Quantum annealing correction for random Ising problems

A new paper from users of the D-Wave Two at USC. Here’s the abstract:

We demonstrate that the performance of a quantum annealer on hard random Ising optimization problems can be substantially improved using quantum annealing correction (QAC). Our error correction strategy is tailored to the D-Wave Two device. We find that QAC provides a statistically significant enhancement in the performance of the device over a classical repetition code, improving as a function of problem size as well as hardness. Moreover, QAC provides a mechanism for overcoming the precision limit of the device, in addition to correcting calibration errors. Performance is robust even to missing qubits.

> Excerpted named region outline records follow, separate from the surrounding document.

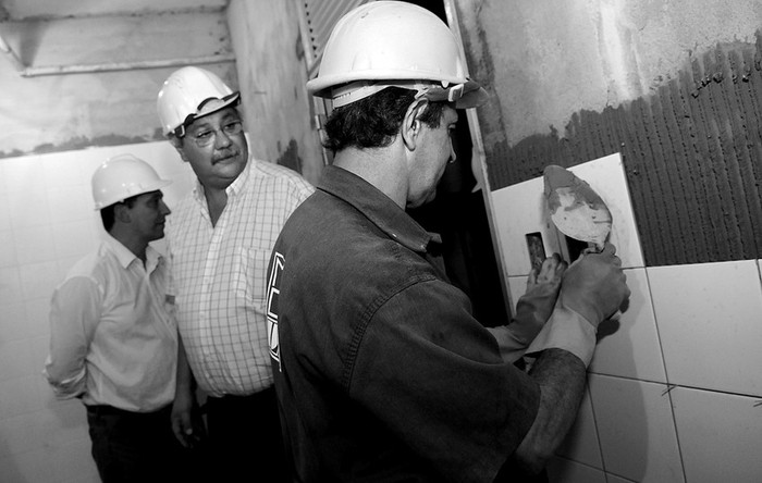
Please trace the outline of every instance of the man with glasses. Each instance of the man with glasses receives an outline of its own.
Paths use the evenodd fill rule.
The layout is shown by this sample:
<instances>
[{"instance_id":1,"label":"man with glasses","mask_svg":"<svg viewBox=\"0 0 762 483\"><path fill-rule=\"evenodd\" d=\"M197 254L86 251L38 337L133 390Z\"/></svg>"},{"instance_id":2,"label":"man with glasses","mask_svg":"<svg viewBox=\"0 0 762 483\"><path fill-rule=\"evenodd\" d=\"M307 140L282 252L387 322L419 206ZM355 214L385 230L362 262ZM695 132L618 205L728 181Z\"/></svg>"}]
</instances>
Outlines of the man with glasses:
<instances>
[{"instance_id":1,"label":"man with glasses","mask_svg":"<svg viewBox=\"0 0 762 483\"><path fill-rule=\"evenodd\" d=\"M193 446L194 385L207 396L208 447L220 481L280 481L281 431L265 313L267 265L291 212L312 187L251 159L241 94L188 66L171 74L157 109L164 134L197 177L168 227L181 334L175 435ZM255 479L256 480L256 479Z\"/></svg>"}]
</instances>

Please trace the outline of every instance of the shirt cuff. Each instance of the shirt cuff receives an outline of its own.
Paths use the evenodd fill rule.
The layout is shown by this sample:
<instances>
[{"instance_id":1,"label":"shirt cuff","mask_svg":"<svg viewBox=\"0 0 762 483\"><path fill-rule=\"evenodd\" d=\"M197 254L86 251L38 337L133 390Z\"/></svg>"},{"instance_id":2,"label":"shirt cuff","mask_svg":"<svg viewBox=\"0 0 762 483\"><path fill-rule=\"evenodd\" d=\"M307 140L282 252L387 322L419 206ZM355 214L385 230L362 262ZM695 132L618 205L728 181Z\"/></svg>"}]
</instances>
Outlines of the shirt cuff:
<instances>
[{"instance_id":1,"label":"shirt cuff","mask_svg":"<svg viewBox=\"0 0 762 483\"><path fill-rule=\"evenodd\" d=\"M545 349L569 351L587 368L595 351L595 327L579 313L557 305L526 355L534 356Z\"/></svg>"}]
</instances>

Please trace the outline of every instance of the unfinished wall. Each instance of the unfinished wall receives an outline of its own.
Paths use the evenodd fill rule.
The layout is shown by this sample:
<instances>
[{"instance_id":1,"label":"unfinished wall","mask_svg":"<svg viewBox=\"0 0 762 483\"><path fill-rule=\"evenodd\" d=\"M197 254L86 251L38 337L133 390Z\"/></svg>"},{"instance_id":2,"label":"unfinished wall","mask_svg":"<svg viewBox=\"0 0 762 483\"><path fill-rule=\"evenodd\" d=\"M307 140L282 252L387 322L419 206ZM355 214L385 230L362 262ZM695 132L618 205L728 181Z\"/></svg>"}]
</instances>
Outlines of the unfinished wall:
<instances>
[{"instance_id":1,"label":"unfinished wall","mask_svg":"<svg viewBox=\"0 0 762 483\"><path fill-rule=\"evenodd\" d=\"M648 265L762 257L760 2L457 7L492 189L622 152Z\"/></svg>"},{"instance_id":2,"label":"unfinished wall","mask_svg":"<svg viewBox=\"0 0 762 483\"><path fill-rule=\"evenodd\" d=\"M263 14L267 12L267 14ZM228 22L236 53L249 149L316 183L322 169L312 128L296 2L233 0Z\"/></svg>"}]
</instances>

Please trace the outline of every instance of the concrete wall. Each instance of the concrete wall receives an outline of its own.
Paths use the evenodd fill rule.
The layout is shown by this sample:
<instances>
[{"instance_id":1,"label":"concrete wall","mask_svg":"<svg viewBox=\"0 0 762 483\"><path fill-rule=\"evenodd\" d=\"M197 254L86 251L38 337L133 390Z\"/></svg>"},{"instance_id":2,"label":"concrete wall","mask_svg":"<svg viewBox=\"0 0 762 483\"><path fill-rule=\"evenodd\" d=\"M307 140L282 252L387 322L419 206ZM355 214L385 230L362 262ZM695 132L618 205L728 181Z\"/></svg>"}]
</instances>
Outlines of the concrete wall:
<instances>
[{"instance_id":1,"label":"concrete wall","mask_svg":"<svg viewBox=\"0 0 762 483\"><path fill-rule=\"evenodd\" d=\"M455 5L493 96L477 110L493 219L527 212L499 195L545 165L620 152L642 246L551 482L759 480L762 2ZM506 267L528 256L500 248Z\"/></svg>"}]
</instances>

We present evidence for a constructive role played by quantum effects in our experiments by contrasting the experimental results with the predictions of a classical model of the device. Our work demonstrates the importance of error correction in appropriately determining the performance of quantum annealers.

3 thoughts on “Quantum annealing correction for random Ising problems

  1. This looks very encouraging and the error correction aspect is intriguing. This is certainly the most interesting piece of computing hardware on the market these days. Looking forward to seeing more results.

  2. sounds like big advance. there is lots of QM theory for error correction with non-adiabatic systems (what is a better term for that). but theory for qubit correction in adiabatic systems seems mostly unexplored theoretically. a practical implementation is a big deal. presumably it uses/ “costs” some of the qubits to implement and there will be some “efficiency ratio” of total qbits vs “effective” qbits and there will be much future effort to optmize that efficiency via better error correction schemes.